Historical import aside, FFIII presents a reasonably enjoyable play experience. The jobs system makes the early gameplay more creative and engaging than surrounding titles. Starting with four nondescript Onion Knights, the first boss battle grants you most of the familiar jobs from the first game—Black, Red, and White Mage; Fighter; and Monk (Black-Belt). A substantially upgraded Thief job is reserved for the next set. Some classes get direct upgrades later on—Knight, Shaman, and Warlock, to name a few. Others are familiar one-offs—Dragoon, Geomancer, Hunter, Bard, etc. Some, such as Viking and Scholar, have yet to be playable in another game.
As I was surprised to discover, while different classes use different equipment, all classes can dual-wield to double their number of attacks (which increases from one at the start to over a dozen per round at the endgame). You can have your Fighter equip two swords, while your White Wiz can equip two staves and your Monk can equip two three-segment nunchucks…and somehow manage to avoid doing more damage to himself than the enemy. Shields, under the circumstances, are surprisingly impractical.
Of course, to encourage you to go out of your way to try some of the (potentially more useless) classes and spells, the game will make story events require them. Certain dungeons are made unduly irksome by the requirement that you remain mini'd for the duration. Given that the points-per-level MP system from FFI is still in place, you can have four mage-type characters and still find you don't have enough spell-castings available to comfortably complete the area. Some areas are submerged and can't be entered if you aren't in Frog status. Others have a plethora of locked doors, requiring you to either pack a large bundle of keys or keep a Thief at the head of the party.
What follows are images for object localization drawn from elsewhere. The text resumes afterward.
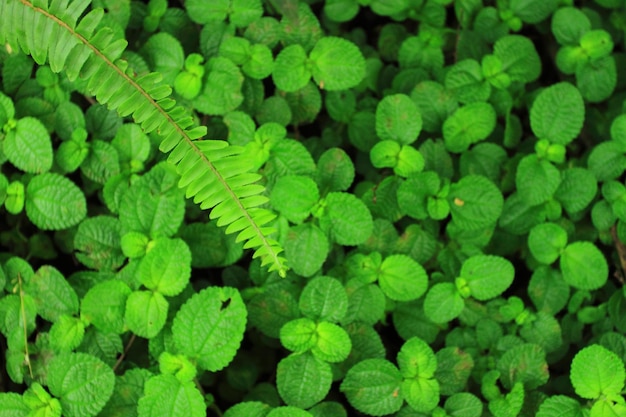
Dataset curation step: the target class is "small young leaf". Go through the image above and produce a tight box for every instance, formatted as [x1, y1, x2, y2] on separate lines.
[25, 173, 87, 230]
[139, 238, 191, 296]
[47, 352, 115, 417]
[340, 359, 403, 416]
[375, 94, 422, 145]
[560, 241, 608, 290]
[277, 352, 332, 409]
[137, 374, 205, 417]
[570, 344, 625, 399]
[530, 82, 584, 145]
[172, 286, 246, 372]
[461, 255, 515, 300]
[125, 290, 169, 339]
[299, 276, 348, 322]
[309, 37, 365, 91]
[401, 376, 439, 413]
[378, 254, 428, 302]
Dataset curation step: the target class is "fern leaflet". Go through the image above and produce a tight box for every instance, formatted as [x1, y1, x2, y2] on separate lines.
[0, 0, 287, 275]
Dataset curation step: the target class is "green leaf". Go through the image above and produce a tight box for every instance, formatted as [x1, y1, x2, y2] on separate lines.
[560, 241, 608, 290]
[270, 175, 320, 224]
[50, 315, 85, 352]
[530, 82, 584, 145]
[493, 35, 541, 83]
[309, 37, 365, 91]
[423, 283, 464, 324]
[80, 140, 120, 185]
[343, 281, 386, 325]
[25, 173, 86, 230]
[375, 94, 422, 145]
[178, 221, 243, 268]
[172, 286, 246, 372]
[267, 407, 313, 417]
[319, 192, 373, 246]
[299, 276, 348, 322]
[81, 280, 132, 334]
[443, 102, 496, 153]
[195, 57, 244, 115]
[223, 402, 271, 417]
[280, 318, 318, 353]
[340, 358, 403, 416]
[449, 175, 503, 230]
[459, 255, 514, 300]
[139, 238, 191, 296]
[277, 352, 332, 409]
[119, 162, 185, 238]
[435, 347, 475, 396]
[588, 141, 626, 182]
[497, 344, 549, 390]
[125, 290, 168, 339]
[315, 147, 355, 193]
[554, 168, 598, 213]
[536, 395, 584, 417]
[528, 266, 570, 315]
[137, 374, 204, 417]
[324, 0, 360, 22]
[378, 254, 428, 302]
[445, 393, 483, 417]
[272, 44, 310, 92]
[401, 377, 439, 413]
[510, 0, 557, 23]
[528, 223, 568, 265]
[312, 321, 352, 363]
[570, 344, 625, 399]
[4, 117, 53, 173]
[397, 337, 437, 379]
[576, 56, 617, 103]
[26, 265, 78, 322]
[74, 216, 125, 271]
[47, 352, 115, 417]
[516, 155, 561, 206]
[0, 393, 29, 417]
[99, 368, 152, 417]
[551, 7, 590, 45]
[445, 59, 490, 103]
Still others feature enemies which will replicate if attacked with any weapon except the Magic Knight's Dark Sword (as a side note, this game really drives home why a military power like Baron would want to have an army of Dark Knights and Dragoons…).
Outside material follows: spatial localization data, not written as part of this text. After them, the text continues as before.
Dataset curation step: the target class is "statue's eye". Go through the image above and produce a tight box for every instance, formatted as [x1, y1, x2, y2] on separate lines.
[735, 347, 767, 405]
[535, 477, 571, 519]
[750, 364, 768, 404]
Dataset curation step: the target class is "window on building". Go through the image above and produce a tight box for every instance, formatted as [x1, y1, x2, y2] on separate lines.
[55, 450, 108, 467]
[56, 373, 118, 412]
It's less obvious why a military power like Baron might want to hoard airships. In FFIII, it seems everyone has them just lying around. Town taken over by ghosts? Just go to the neighboring desert where the local Cid has buried his spare. Mountain in the way? Blow it up with an airship—they're expendable. Got a regular ship? It's completely retrofittable for air travel. Get your airship blown up in a pointless war? That's okay, you can just borrow the royal airsub. Yes, airsub. See, it's like a landsub, but it doesn't sink. Until you crash it into the water. … Point is, Brian Clevinger wasn't making this one up—or playing Xenogears. And as a side-note, nearly all of the 8-Bit Theater art that wasn't ripped from FFI was ripped from FFIII—it's just that adaptable!
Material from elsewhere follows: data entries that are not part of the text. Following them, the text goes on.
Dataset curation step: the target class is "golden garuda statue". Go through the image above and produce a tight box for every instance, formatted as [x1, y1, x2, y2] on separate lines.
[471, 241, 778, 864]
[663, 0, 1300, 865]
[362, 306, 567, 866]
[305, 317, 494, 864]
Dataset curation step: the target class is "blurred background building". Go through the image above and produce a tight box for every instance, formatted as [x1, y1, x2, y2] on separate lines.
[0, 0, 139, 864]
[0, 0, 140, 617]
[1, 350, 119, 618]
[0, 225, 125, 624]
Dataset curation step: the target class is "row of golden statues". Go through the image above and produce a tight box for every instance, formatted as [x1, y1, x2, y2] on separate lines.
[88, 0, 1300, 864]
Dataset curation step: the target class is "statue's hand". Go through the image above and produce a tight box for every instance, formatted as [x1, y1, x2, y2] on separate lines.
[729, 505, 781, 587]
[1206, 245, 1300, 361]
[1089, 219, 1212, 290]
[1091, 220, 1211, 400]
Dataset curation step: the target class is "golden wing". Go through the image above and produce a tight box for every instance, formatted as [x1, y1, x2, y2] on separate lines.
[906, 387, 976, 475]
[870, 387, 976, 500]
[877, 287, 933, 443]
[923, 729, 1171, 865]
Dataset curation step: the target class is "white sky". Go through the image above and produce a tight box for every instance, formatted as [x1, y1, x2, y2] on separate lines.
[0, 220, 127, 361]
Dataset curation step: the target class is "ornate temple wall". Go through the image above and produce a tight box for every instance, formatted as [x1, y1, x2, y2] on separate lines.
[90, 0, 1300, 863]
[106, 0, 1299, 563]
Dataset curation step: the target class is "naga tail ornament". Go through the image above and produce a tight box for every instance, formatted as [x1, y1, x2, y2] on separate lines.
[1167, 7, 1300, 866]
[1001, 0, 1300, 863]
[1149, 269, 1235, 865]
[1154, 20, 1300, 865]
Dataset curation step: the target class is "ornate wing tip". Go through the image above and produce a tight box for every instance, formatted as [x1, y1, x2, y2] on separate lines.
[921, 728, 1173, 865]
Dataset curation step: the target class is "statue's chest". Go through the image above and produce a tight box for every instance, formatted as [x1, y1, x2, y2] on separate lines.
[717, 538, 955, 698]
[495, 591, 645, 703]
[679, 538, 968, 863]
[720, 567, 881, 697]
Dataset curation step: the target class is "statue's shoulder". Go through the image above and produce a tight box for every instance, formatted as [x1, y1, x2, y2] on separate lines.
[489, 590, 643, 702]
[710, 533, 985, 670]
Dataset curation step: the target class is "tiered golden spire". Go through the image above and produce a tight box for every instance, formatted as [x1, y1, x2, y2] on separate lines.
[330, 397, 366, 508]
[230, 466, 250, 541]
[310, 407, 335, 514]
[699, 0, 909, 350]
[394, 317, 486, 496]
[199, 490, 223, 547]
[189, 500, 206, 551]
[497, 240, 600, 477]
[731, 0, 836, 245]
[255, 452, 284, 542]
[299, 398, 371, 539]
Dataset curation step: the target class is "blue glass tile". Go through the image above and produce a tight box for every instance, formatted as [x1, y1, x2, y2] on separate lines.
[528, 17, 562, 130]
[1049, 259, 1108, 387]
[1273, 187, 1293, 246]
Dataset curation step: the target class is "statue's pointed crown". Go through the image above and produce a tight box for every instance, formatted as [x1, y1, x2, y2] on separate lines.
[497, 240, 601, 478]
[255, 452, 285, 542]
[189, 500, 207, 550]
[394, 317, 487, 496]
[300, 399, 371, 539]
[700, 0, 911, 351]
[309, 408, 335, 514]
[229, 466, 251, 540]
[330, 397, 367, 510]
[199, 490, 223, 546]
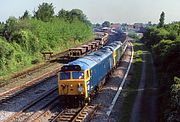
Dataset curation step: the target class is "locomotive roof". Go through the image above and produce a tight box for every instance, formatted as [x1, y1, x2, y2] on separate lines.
[64, 41, 122, 71]
[69, 49, 112, 70]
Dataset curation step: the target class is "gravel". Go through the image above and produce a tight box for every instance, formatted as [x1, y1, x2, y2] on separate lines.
[90, 44, 132, 122]
[0, 76, 58, 121]
[13, 89, 59, 122]
[0, 63, 61, 94]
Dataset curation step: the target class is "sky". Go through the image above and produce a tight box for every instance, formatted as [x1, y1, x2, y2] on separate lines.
[0, 0, 180, 24]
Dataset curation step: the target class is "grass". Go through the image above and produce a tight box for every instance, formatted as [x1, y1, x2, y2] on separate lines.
[119, 40, 144, 122]
[0, 39, 92, 83]
[141, 50, 154, 121]
[119, 40, 158, 121]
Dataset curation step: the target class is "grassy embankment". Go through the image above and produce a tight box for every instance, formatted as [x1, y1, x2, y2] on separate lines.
[119, 40, 155, 121]
[142, 24, 180, 121]
[0, 18, 93, 83]
[119, 40, 143, 122]
[140, 49, 156, 121]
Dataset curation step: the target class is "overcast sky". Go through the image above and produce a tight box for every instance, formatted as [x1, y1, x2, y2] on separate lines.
[0, 0, 180, 24]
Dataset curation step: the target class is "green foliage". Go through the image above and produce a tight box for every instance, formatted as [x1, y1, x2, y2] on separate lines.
[3, 17, 18, 41]
[143, 27, 170, 46]
[58, 9, 69, 20]
[168, 30, 178, 40]
[69, 9, 85, 21]
[142, 22, 180, 121]
[12, 30, 40, 54]
[128, 32, 141, 40]
[20, 10, 31, 20]
[158, 11, 165, 28]
[102, 21, 110, 27]
[57, 9, 91, 26]
[165, 77, 180, 121]
[34, 2, 54, 22]
[95, 23, 101, 27]
[0, 5, 93, 77]
[0, 38, 15, 72]
[0, 22, 5, 36]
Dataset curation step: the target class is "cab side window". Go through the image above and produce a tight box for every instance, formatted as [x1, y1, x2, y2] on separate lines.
[86, 70, 90, 78]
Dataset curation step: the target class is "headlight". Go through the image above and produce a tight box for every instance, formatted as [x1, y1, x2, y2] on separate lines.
[78, 85, 83, 92]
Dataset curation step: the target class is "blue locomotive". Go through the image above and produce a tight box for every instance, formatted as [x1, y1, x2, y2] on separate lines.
[58, 39, 128, 105]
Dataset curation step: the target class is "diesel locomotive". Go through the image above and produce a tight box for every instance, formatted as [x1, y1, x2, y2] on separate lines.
[58, 38, 128, 105]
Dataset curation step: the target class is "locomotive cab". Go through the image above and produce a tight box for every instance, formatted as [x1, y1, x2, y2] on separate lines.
[58, 65, 90, 106]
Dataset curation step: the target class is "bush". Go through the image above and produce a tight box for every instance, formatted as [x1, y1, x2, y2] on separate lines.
[166, 77, 180, 122]
[142, 22, 180, 121]
[0, 38, 15, 70]
[0, 12, 93, 77]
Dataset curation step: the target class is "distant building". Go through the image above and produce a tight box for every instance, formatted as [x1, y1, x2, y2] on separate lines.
[110, 23, 121, 30]
[134, 23, 143, 31]
[102, 27, 111, 33]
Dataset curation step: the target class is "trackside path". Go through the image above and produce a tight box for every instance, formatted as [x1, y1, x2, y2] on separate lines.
[130, 51, 146, 122]
[149, 55, 158, 122]
[130, 48, 158, 122]
[106, 42, 134, 116]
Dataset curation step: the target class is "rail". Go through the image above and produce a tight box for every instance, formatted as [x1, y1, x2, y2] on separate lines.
[4, 86, 58, 122]
[50, 104, 98, 122]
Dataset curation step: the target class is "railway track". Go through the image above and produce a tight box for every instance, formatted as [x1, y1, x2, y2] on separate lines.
[28, 102, 98, 122]
[0, 64, 60, 102]
[0, 33, 109, 101]
[49, 104, 98, 122]
[0, 63, 60, 100]
[0, 32, 126, 122]
[4, 98, 99, 122]
[0, 75, 58, 122]
[4, 86, 59, 122]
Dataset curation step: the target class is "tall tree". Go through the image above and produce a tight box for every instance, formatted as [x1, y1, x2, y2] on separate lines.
[20, 10, 31, 19]
[34, 2, 54, 22]
[102, 21, 110, 27]
[95, 23, 101, 27]
[70, 9, 91, 25]
[58, 9, 69, 19]
[0, 22, 5, 36]
[69, 9, 86, 21]
[3, 17, 18, 41]
[158, 11, 165, 28]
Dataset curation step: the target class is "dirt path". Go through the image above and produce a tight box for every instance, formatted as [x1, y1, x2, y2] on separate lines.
[130, 51, 146, 122]
[149, 55, 158, 122]
[130, 50, 158, 122]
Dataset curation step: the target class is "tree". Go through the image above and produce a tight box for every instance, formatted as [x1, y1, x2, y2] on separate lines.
[20, 10, 31, 19]
[3, 17, 18, 41]
[95, 23, 101, 28]
[58, 9, 69, 19]
[34, 2, 54, 22]
[0, 22, 5, 36]
[102, 21, 110, 27]
[158, 11, 165, 28]
[69, 9, 86, 21]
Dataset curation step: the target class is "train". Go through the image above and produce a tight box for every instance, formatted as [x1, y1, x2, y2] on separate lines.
[66, 32, 109, 59]
[58, 36, 128, 106]
[41, 33, 109, 62]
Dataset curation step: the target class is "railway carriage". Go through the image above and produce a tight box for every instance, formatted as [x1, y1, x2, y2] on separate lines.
[58, 40, 127, 105]
[66, 33, 109, 60]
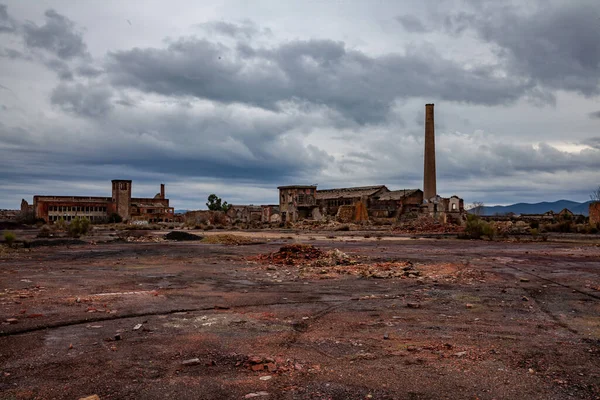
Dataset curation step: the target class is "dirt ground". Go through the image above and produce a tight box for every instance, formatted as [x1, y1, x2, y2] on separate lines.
[1, 229, 600, 400]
Beyond the mechanics and interesting travel options, the rest of the game…holds together. Aesthetics are the best in the NES series, with diversity of sprites and tiles, and good use of palette (save for one artifact where your guest character takes on the palette of the local townspeople…). Music is technologically practiced, if not exceptionally memorable, and occasionally hiccoughs when the menu is opened or other speed-taxing events occur. The plot tries to arc in various sections, but still often feels like a lot of traveling from point A to points unknown until you hit the point B needed to trigger the next event. But balance, pace, and scope all exceed FFI and foreshadow FFIV.
If you've never played FFIII, or only played the DS remake, I suggest tracking down the original Famicom cart so you can legally give the SoM2Freak ROM translation a try. FFIII is what it is, but it still delivers.